Block UV light with protective clothing. This includes wearing a hat (preferably wide brimmed) as well as shade-protective clothing. This can partly shield the skin from the harmful effects of UV ray exposure. The American Academy of Ophthalmology notes that many forget to wear sunglasses that have a label that says protects 99% of UV radiation for eye protection.
Stay in the shade, especially when UV radiation is most intense at midday between the hours of 10 am and 4 pm. The sun can still damage the skin on cloudy days or in the winter, so year-round protection is important. Use caution when near reflective surfaces, like water, snow, and sand, which can reflect the damaging rays of the sun. This can increase the chance of sunburn, even in areas that appear to be shaded.
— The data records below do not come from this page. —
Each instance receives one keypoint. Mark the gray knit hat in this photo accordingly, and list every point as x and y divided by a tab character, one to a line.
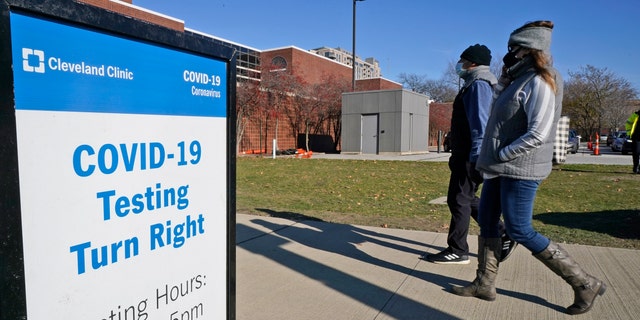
477	53
538	38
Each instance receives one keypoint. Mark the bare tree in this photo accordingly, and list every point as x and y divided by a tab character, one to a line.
438	90
596	98
248	101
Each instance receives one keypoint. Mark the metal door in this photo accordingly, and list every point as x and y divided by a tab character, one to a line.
370	133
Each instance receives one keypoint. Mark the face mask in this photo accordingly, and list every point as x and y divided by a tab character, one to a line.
510	59
459	70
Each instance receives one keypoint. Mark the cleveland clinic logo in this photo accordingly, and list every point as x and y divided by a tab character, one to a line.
33	60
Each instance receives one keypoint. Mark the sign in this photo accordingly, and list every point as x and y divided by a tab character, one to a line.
122	154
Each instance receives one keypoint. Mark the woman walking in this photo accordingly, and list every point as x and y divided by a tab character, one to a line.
516	155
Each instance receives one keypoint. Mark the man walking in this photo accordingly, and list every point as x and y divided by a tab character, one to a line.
468	120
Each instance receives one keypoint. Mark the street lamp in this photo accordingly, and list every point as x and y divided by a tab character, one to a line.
353	51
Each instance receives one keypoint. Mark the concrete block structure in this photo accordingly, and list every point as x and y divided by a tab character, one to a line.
385	122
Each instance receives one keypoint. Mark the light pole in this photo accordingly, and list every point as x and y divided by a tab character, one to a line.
353	51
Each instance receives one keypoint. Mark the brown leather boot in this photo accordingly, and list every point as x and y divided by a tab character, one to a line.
585	287
483	286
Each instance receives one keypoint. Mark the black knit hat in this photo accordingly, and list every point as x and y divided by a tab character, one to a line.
478	54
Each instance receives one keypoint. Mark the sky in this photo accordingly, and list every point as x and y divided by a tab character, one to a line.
423	37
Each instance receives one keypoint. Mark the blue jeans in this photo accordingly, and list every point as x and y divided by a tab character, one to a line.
513	198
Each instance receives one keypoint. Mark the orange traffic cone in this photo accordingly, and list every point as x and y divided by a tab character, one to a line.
596	150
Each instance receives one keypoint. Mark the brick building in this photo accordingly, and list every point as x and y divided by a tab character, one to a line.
311	67
259	134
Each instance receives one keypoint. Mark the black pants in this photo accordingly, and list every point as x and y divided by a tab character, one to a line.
463	202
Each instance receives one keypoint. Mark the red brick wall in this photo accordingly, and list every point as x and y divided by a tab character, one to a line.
312	68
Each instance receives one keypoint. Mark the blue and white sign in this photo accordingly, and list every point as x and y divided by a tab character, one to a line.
122	162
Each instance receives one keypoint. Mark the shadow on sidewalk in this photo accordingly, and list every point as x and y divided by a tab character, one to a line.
345	240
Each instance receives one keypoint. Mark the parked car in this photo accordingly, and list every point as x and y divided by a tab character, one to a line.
619	141
574	142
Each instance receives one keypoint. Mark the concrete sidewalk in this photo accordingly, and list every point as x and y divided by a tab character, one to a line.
308	270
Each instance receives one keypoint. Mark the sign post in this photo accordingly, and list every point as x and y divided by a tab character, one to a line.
123	172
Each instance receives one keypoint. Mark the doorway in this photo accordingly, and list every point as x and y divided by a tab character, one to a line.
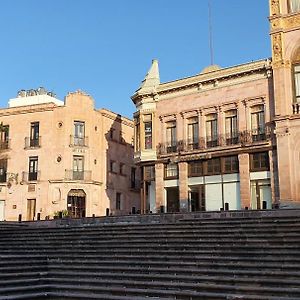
261	195
197	198
31	207
76	203
172	199
2	205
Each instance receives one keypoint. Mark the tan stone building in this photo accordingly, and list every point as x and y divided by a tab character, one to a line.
224	138
64	156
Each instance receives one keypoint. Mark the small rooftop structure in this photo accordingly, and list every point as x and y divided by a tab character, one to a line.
34	96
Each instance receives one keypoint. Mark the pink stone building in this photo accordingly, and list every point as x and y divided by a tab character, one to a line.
65	157
224	138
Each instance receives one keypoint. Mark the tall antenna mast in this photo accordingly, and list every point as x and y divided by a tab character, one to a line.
210	34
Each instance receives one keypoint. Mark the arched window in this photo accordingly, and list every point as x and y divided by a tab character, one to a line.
294	5
297	82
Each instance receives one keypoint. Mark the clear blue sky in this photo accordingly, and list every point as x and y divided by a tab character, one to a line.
105	47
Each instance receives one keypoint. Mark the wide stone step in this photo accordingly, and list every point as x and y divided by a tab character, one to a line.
170	240
246	289
174	270
193	265
148	246
248	280
17	292
207	292
142	257
162	235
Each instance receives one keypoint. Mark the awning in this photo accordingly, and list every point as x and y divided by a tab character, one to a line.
76	193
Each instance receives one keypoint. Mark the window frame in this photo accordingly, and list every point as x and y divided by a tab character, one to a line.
294	73
33	165
195	168
174	169
264	165
148	135
234	164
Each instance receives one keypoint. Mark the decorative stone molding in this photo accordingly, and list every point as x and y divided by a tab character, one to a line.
282	64
275	7
277	47
292	21
275	24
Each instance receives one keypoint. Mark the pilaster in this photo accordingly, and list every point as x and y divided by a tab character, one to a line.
244	180
159	185
183	186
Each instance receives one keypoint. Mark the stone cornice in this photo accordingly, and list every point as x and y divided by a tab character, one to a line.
284	22
27	109
116	117
214	77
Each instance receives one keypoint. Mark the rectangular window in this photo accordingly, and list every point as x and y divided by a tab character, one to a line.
137	134
118	201
211	130
34	134
122	169
258	123
231	127
3	170
259	162
213	166
149	173
148	131
171	137
294	6
79	133
297	82
195	168
113	166
230	164
132	178
193	133
4	136
78	167
171	171
33	168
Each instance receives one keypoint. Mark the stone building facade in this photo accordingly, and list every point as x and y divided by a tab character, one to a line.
65	156
225	138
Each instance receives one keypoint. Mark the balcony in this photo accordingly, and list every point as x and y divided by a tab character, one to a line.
78	175
31	176
296	108
31	143
4	145
3	176
76	141
222	140
135	184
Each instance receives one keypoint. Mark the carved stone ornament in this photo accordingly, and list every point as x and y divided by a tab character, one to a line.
292	21
277	47
275	8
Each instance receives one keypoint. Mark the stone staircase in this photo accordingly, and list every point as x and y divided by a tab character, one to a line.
194	257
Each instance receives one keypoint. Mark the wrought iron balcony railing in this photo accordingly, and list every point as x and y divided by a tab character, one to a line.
76	141
32	143
78	175
31	176
221	140
135	184
3	176
4	145
296	108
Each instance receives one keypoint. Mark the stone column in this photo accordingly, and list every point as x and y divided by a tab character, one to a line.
183	186
245	193
159	186
202	129
221	131
273	176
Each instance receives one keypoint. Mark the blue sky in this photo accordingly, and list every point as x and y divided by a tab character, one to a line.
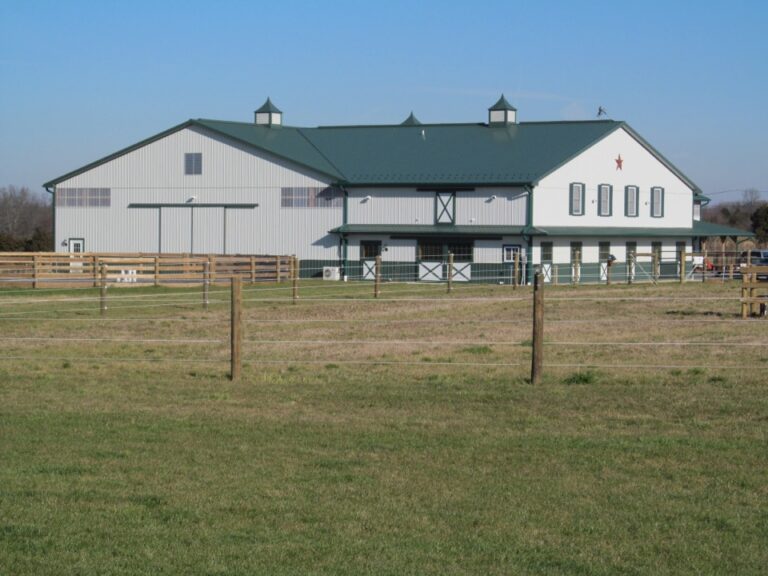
81	79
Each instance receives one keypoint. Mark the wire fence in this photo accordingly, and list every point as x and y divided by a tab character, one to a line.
414	325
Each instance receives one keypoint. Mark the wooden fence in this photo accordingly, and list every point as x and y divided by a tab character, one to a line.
60	269
754	290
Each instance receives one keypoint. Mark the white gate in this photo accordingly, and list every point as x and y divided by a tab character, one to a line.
369	269
431	271
546	269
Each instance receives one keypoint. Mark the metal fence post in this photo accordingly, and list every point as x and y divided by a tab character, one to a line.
103	295
537	346
295	278
236	329
206	283
377	278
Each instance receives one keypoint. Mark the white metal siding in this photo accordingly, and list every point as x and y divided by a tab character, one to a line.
231	173
484	206
597	166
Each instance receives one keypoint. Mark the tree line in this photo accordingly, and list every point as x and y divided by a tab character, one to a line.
749	213
26	221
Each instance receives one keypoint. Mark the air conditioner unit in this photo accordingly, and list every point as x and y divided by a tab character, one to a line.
331	273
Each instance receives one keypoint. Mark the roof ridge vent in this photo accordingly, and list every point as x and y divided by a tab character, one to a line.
502	113
268	115
411	121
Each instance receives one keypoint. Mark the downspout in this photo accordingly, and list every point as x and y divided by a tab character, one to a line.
528	237
344	239
52	192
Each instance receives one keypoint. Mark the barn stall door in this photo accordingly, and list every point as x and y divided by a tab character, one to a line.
369	249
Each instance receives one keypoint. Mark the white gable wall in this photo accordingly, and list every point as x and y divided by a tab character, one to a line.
154	174
596	166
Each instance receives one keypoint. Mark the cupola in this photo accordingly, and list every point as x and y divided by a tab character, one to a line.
411	121
268	115
502	113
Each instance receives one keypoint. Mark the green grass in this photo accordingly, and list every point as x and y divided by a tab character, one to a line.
143	458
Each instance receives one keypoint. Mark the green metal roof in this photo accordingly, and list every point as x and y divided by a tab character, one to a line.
502	104
411	121
416	154
429	230
269	107
453	154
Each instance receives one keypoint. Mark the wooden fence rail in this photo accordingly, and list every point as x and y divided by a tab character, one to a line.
54	269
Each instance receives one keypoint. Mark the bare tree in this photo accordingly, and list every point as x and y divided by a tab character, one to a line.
24	215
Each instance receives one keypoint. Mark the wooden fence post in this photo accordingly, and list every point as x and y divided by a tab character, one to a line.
278	261
295	278
95	269
103	295
34	271
681	255
236	329
206	283
537	346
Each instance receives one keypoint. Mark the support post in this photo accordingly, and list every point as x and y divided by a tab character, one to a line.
103	295
295	278
377	278
537	346
236	329
206	283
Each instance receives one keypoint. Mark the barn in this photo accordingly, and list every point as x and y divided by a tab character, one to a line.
491	193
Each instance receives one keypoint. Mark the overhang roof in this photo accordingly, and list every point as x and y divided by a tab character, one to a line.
699	229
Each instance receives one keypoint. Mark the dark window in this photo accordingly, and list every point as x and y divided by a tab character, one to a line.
631	201
193	163
576	200
605	251
656	250
576	252
546	252
369	249
83	197
311	197
657	202
604	200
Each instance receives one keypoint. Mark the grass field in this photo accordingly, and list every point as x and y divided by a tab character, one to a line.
398	436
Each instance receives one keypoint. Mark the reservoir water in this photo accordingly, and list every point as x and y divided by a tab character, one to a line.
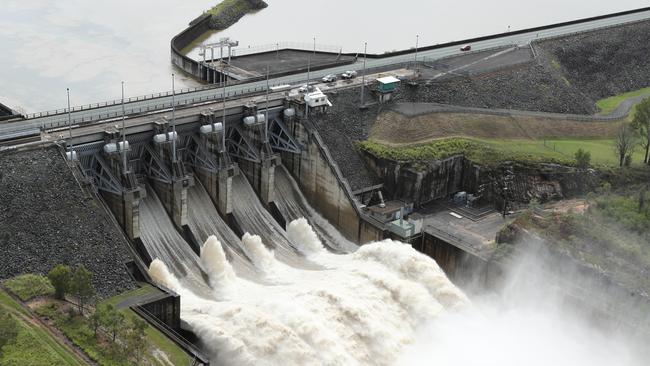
91	46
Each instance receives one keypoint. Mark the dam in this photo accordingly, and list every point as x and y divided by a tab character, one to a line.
275	237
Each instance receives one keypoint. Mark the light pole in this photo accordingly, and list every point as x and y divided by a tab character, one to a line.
363	76
266	117
123	134
417	39
173	122
223	120
70	145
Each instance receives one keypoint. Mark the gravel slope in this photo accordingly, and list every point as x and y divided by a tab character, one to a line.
46	219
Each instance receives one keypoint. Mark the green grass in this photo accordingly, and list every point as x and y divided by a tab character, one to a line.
175	354
34	345
608	105
29	286
80	332
8	302
235	5
491	152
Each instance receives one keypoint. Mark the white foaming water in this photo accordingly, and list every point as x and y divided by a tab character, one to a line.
303	236
362	309
215	264
160	274
254	248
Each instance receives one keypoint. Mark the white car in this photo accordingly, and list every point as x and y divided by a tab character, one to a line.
329	78
349	74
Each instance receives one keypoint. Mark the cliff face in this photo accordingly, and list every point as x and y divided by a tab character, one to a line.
422	183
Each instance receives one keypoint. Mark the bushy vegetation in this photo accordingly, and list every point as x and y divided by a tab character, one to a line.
237	6
29	286
583	158
608	105
632	213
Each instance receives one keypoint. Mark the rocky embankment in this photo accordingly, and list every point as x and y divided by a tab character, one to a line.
230	13
605	62
47	219
341	127
529	87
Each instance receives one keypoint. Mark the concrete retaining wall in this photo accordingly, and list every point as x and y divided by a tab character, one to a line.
322	184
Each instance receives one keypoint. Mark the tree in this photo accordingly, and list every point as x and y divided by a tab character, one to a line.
641	123
8	328
136	340
96	318
81	286
60	277
625	143
112	319
583	158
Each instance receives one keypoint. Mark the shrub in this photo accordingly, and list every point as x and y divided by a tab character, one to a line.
60	278
583	158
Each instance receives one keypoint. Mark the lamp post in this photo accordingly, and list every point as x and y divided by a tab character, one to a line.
223	120
173	122
363	76
123	135
70	145
266	117
417	39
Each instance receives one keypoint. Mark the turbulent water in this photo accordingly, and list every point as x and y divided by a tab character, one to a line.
293	205
204	221
162	241
382	304
304	305
360	309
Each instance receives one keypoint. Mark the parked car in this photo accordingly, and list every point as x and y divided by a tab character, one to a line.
329	78
349	74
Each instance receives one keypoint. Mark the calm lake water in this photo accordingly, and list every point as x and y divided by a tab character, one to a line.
90	46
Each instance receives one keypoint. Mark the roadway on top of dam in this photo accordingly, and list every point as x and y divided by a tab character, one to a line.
139	105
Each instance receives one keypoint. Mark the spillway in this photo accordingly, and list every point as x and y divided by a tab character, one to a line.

Individuals can experience more UV exposure at higher altitudes that have less atmosphere to absorb UV radiation.
Choose the right sunscreen and apply it correctly.
The U.S. Food and Drug Administration’s regulations for sunscreen labeling recommend that the sunscreen have a sun protection factor (SPF) of at least 15, and it should protect against both UVA and UVB radiation. According to the National Council on Skin Cancer Prevention, most people apply only 25%–50% of the recommended amount of sunscreen. When out in the sun, apply at least one ounce (a palmful) of sunscreen every two hours. It should be applied more often when sweating or swimming, even if the sunscreen is waterproof.
Stay away from sources of artificial UV light. There is no such thing as a safe tan. The Centers for Disease Control and Prevention stress that indoor tanning significantly increases the risk of developing melanoma, basal, and squamous cell cancers. It also causes premature aging of the skin and suppresses the immune system.”
Keep Your Skin Healthy And Beautiful
Skin is the body’s largest organ. It’s more than simply a container for our other organs. With good care, it will stay beautiful and function efficiently for a lifetime. Enjoy the sunshine and please take precautions.